Ce jour-là, il la plaisanta sur sa fureur de travail.

— Vous savez, dit-il, que je ne connais seulement pas la couleur de vos yeux ; vous les tenez toujours sur votre aiguille.

Elle leva la tête, le regarda comme elle faisait d’habitude, bien en face.

— Est-ce que vous seriez taquin ? demanda-t-elle doucement.

Mais lui continuait :

— Ah ! ils sont gris… gris avec un reflet bleu, n’est-ce pas ?

C’était là tout ce qu’ils osaient ; mais ces paroles, les premières venues, prenaient une douceur infinie. Souvent, à partir de ce jour, il la trouva seule, dans le crépuscule. Malgré eux, sans qu’ils en eussent conscience, leur familiarité devenait alors plus grande. Ils parlaient d’une voix changée, avec des inflexions caressantes qu’ils n’avaient pas quand on les écoutait.

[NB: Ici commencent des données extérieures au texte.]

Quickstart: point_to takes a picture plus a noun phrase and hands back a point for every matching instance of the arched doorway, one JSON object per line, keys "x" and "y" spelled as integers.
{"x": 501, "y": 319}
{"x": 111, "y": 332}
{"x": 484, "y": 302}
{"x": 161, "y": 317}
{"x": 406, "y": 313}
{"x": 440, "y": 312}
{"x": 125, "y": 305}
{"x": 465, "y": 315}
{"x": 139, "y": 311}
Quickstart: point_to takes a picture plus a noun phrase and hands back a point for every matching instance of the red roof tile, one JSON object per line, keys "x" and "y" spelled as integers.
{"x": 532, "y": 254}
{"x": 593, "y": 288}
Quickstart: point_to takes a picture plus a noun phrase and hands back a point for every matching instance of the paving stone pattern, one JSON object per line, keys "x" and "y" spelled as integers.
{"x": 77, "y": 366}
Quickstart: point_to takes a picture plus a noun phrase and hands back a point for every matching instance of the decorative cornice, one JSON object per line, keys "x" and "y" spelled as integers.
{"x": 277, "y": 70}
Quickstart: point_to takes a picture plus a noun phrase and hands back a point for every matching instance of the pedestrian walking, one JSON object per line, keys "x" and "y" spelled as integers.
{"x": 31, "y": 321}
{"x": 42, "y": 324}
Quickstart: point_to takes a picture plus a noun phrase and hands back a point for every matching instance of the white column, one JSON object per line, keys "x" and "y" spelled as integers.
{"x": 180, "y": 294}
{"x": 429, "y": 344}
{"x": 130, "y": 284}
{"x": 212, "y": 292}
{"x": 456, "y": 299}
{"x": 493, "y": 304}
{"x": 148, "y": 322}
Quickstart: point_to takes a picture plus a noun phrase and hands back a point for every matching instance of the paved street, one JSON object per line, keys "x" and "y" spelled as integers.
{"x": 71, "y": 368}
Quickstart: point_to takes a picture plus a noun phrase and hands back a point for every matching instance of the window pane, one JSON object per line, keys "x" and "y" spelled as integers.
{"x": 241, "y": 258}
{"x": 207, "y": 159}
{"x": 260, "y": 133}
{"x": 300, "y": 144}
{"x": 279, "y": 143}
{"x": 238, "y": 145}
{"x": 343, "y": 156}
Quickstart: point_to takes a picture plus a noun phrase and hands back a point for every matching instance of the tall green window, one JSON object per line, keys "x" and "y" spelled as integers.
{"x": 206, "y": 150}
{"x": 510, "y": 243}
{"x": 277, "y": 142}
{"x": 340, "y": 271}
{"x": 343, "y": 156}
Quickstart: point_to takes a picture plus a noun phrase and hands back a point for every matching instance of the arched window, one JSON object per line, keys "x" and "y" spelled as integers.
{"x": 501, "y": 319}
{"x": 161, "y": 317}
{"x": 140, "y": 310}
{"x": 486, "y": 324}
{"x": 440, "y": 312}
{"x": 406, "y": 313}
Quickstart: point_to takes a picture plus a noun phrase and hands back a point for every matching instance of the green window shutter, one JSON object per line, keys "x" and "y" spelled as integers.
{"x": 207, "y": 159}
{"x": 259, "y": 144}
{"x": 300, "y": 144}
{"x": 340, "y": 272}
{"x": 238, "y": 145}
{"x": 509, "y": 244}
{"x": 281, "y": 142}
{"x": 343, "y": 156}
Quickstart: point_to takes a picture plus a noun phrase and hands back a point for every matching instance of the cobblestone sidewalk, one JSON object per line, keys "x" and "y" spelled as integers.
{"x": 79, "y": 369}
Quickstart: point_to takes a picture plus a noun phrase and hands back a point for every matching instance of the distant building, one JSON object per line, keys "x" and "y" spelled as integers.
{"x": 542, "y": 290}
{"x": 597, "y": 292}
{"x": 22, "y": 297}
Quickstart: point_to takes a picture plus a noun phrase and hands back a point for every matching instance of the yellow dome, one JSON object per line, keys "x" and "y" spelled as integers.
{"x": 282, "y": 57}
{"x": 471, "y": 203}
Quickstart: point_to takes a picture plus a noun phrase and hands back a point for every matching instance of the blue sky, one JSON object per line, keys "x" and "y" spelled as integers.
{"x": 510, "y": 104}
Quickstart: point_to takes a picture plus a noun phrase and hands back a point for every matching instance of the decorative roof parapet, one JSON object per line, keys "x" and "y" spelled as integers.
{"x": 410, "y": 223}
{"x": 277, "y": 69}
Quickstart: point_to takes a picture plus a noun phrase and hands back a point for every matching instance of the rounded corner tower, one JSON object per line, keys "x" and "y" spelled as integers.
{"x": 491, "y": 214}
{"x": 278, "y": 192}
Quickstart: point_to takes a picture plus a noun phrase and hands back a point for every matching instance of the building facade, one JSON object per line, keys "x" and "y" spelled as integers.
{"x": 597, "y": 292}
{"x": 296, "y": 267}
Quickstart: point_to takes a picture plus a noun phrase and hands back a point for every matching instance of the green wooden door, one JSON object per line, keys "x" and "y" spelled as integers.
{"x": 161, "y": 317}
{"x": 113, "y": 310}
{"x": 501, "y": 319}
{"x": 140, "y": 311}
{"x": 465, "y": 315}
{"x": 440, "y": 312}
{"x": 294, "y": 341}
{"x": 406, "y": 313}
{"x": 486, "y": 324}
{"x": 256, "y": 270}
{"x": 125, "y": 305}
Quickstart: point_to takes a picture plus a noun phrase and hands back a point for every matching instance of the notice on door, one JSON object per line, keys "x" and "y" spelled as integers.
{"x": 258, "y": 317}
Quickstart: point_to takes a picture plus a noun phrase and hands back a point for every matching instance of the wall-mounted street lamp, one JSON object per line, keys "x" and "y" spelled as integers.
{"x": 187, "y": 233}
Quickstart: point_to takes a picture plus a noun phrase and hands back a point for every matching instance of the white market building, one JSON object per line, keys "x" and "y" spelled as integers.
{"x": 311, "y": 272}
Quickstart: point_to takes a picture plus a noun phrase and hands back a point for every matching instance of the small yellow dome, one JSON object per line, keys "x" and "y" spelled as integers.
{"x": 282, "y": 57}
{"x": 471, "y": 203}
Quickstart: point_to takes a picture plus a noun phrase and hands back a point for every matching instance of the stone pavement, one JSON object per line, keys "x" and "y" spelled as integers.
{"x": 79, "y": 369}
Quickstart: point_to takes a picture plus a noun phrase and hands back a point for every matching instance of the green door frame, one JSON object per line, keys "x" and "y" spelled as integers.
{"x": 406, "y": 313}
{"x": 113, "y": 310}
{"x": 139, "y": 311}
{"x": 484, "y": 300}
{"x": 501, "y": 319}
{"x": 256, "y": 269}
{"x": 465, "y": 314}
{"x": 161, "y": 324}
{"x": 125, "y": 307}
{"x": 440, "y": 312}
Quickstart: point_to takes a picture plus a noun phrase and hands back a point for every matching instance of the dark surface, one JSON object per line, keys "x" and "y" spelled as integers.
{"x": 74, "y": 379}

Et cependant, lorsque Juliette arrivait, rapportant la fièvre bavarde de ses courses dans Paris, elle ne les gênait toujours pas, ils pouvaient continuer la conversation commencée, sans avoir à se troubler ni à reculer leurs siéges. Il semblait que ce beau printemps, ce jardin où les lilas fleurissaient, prolongeât en eux le premier ravissement de la passion.